The Simplest Way to Control Nvidia GPU Fan Speed in Linux
github.comSimplest? Perhaps.
Stupidest? Definitely.
What one really wants is a target temperature. There are two pieces I'd use here:
- Baseline open-loop controller based on power usage (integrated over some time; e.g. past 30 seconds)
- Closed-loop controller for fine-tuning with feedback from measured temperature to fan speed (PID is fine, but the integral term is critical)
The latter can be used to periodically calibrate the former.
You do not want a simple mapping of temperature to fan speed.
The odd issue about the above is that done wrong, continuously-changing fan speeds can be upsetting to users. Once can use a discrete approximation with hysteresis to avoid that.
I wrote a very simple script that did linear scaling between 36 to 70c, and it did a fantastic job of keeping my GPU at reasonable temps. It really doesn't need to be that complicated to function well.
For some meanings of "well."
Setting fan speed to max would also do a "fantastic job of keeping my GPU at reasonable temps."

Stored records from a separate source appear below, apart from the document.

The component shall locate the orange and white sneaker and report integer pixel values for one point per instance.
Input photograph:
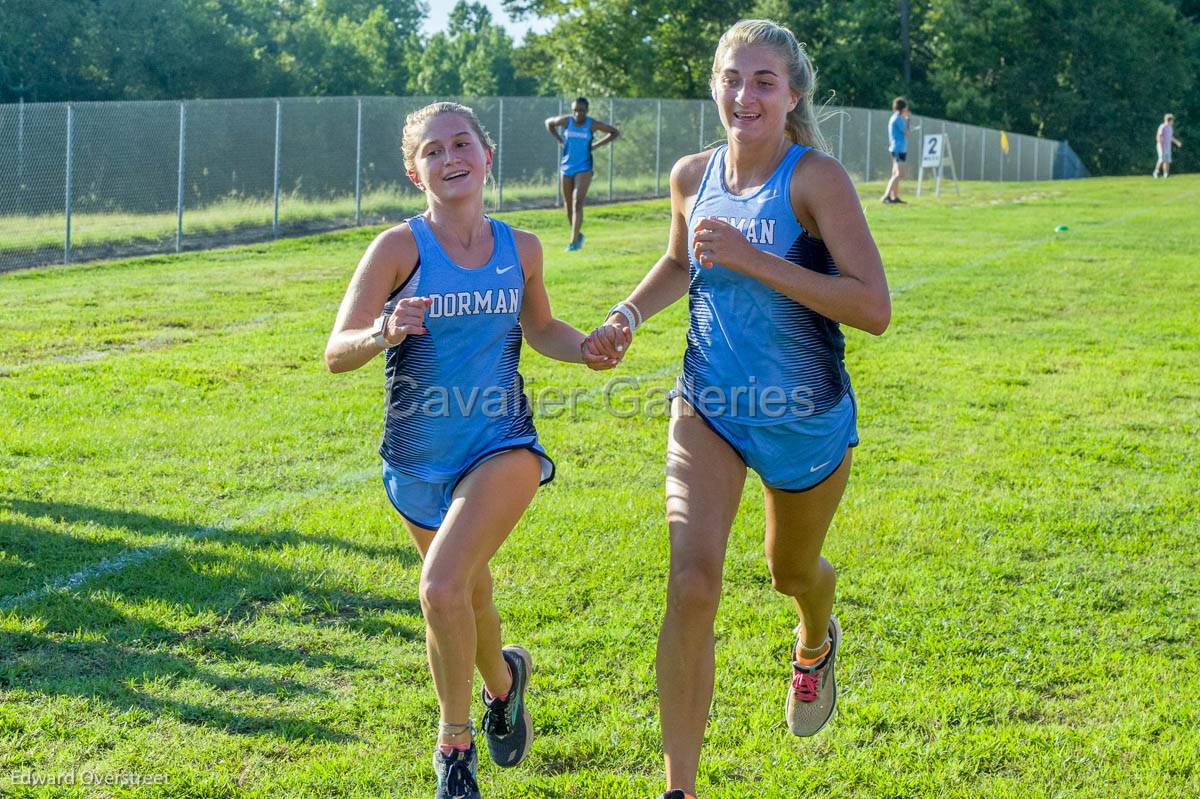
(813, 695)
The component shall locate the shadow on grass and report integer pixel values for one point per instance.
(209, 632)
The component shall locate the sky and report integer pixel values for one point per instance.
(439, 14)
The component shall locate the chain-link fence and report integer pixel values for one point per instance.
(93, 180)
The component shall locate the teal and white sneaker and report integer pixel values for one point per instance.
(507, 722)
(813, 695)
(456, 774)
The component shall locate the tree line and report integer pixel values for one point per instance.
(1097, 72)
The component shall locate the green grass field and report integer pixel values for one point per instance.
(202, 580)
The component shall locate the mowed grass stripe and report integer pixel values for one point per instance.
(1015, 551)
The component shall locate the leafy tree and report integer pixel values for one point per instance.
(473, 56)
(628, 48)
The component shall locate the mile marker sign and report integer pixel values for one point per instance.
(935, 154)
(931, 149)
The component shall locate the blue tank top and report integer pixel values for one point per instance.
(454, 392)
(577, 150)
(755, 355)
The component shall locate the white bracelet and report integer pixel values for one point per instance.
(633, 316)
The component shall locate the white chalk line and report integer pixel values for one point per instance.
(142, 554)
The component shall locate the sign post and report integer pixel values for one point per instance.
(936, 155)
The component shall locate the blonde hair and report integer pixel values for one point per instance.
(802, 76)
(415, 122)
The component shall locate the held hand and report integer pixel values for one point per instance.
(407, 319)
(606, 346)
(715, 241)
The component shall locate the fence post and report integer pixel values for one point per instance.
(179, 185)
(658, 152)
(841, 133)
(558, 157)
(963, 152)
(612, 146)
(867, 170)
(358, 167)
(279, 131)
(499, 161)
(983, 154)
(21, 142)
(66, 245)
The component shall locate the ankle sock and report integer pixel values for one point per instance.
(504, 696)
(813, 661)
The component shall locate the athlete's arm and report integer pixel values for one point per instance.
(387, 263)
(610, 132)
(669, 278)
(553, 124)
(827, 205)
(550, 336)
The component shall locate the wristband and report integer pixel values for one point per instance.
(633, 316)
(381, 328)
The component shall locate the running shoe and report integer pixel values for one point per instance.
(507, 722)
(813, 695)
(456, 774)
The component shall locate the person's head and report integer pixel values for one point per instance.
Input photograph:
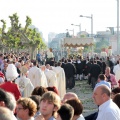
(18, 65)
(54, 89)
(12, 102)
(39, 91)
(101, 94)
(7, 100)
(107, 70)
(35, 63)
(101, 77)
(116, 99)
(59, 64)
(115, 91)
(11, 72)
(95, 62)
(47, 66)
(23, 70)
(26, 108)
(5, 114)
(49, 104)
(36, 98)
(68, 96)
(77, 106)
(65, 112)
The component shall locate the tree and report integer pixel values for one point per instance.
(101, 44)
(21, 37)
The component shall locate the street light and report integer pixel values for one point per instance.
(78, 26)
(71, 30)
(91, 17)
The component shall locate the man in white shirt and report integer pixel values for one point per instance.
(71, 95)
(102, 81)
(108, 110)
(60, 74)
(35, 75)
(51, 77)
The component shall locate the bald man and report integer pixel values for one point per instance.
(68, 96)
(108, 110)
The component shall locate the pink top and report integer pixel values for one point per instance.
(112, 80)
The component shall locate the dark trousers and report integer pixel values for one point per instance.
(70, 82)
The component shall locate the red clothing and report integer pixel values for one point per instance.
(9, 86)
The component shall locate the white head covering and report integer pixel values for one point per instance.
(11, 72)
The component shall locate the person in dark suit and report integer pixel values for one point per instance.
(69, 69)
(94, 72)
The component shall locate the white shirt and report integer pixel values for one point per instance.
(108, 111)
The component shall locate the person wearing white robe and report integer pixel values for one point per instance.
(61, 80)
(25, 85)
(35, 75)
(44, 82)
(116, 71)
(51, 77)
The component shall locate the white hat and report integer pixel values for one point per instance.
(11, 72)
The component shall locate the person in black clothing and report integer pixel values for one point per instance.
(69, 69)
(94, 72)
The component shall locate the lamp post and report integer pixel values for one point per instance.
(91, 17)
(118, 27)
(78, 26)
(71, 30)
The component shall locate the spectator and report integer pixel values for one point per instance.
(116, 99)
(49, 105)
(102, 81)
(5, 114)
(7, 100)
(26, 109)
(110, 77)
(108, 110)
(71, 95)
(65, 112)
(36, 98)
(115, 91)
(39, 90)
(78, 108)
(10, 86)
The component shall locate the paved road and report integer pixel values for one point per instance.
(84, 92)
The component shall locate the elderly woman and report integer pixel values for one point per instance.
(25, 85)
(116, 99)
(78, 108)
(10, 86)
(26, 109)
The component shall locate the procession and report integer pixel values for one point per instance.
(59, 60)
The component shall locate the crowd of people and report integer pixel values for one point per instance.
(30, 90)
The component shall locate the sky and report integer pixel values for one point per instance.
(58, 15)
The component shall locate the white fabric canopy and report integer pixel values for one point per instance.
(78, 42)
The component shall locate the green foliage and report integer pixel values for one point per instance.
(101, 44)
(17, 37)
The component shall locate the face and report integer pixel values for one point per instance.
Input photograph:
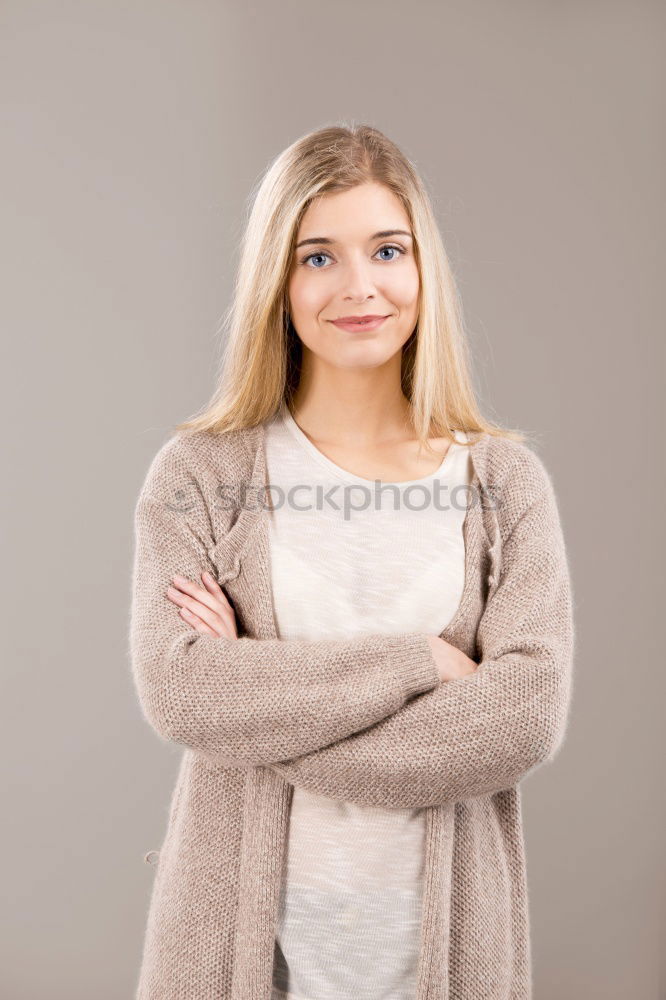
(342, 268)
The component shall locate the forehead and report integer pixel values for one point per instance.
(353, 214)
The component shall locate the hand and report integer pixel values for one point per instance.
(205, 608)
(451, 662)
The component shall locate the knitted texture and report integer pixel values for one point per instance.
(364, 720)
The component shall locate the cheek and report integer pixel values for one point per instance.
(307, 297)
(403, 287)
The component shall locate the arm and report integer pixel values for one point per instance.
(247, 701)
(484, 732)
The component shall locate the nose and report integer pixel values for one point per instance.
(358, 281)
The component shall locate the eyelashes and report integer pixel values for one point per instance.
(387, 246)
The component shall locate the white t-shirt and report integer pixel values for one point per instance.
(350, 906)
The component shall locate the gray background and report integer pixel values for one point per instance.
(132, 134)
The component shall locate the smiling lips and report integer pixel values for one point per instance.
(359, 322)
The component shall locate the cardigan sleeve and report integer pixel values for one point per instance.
(486, 731)
(245, 702)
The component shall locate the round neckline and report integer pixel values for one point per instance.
(337, 470)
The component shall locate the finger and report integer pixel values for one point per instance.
(203, 611)
(198, 592)
(223, 629)
(196, 622)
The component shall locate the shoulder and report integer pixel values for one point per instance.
(516, 478)
(199, 460)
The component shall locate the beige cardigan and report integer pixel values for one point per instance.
(364, 720)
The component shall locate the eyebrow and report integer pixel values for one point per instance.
(375, 236)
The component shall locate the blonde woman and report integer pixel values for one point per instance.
(352, 609)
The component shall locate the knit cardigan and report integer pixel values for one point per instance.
(365, 720)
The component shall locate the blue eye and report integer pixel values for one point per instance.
(387, 246)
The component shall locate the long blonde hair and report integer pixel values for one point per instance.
(260, 362)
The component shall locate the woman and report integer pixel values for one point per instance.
(359, 684)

Linear scaling means your fan is not going fast enough at high temps, and is going too fast at low temps. If your GPU is at 30C, the fan should slow down. It will be at 45C instead, which has no effect on ageing. Likewise, if your target is 45C, your fan isn't going nearly fast enough at high power.
Is there something wrong with the GPU fan speeds in stock configuration?
Yes, on some cards.
I have workstations with dual RTX A6000 that run far too hot (~85 C) and drivers crash with PCIe errors. These are dual slot cards with blower fans, so they are loud, and it seems that NVIDIA chose to let the silicon get extremely hot to keep the noise down. NVIDIA's silicon might be rated to run super hot but the motherboard isn't, and signal integrity apparently suffers.
It's definitely an issue with the cards because the case has excellent airflow and the cards are comfortably spaced.
My solution is to force fan speeds using nvidia-settings. And nvidia-settings requires X11 to run, which is kind of a ridiculous solution for setting fans on headless systems.
I just use MSI afterburner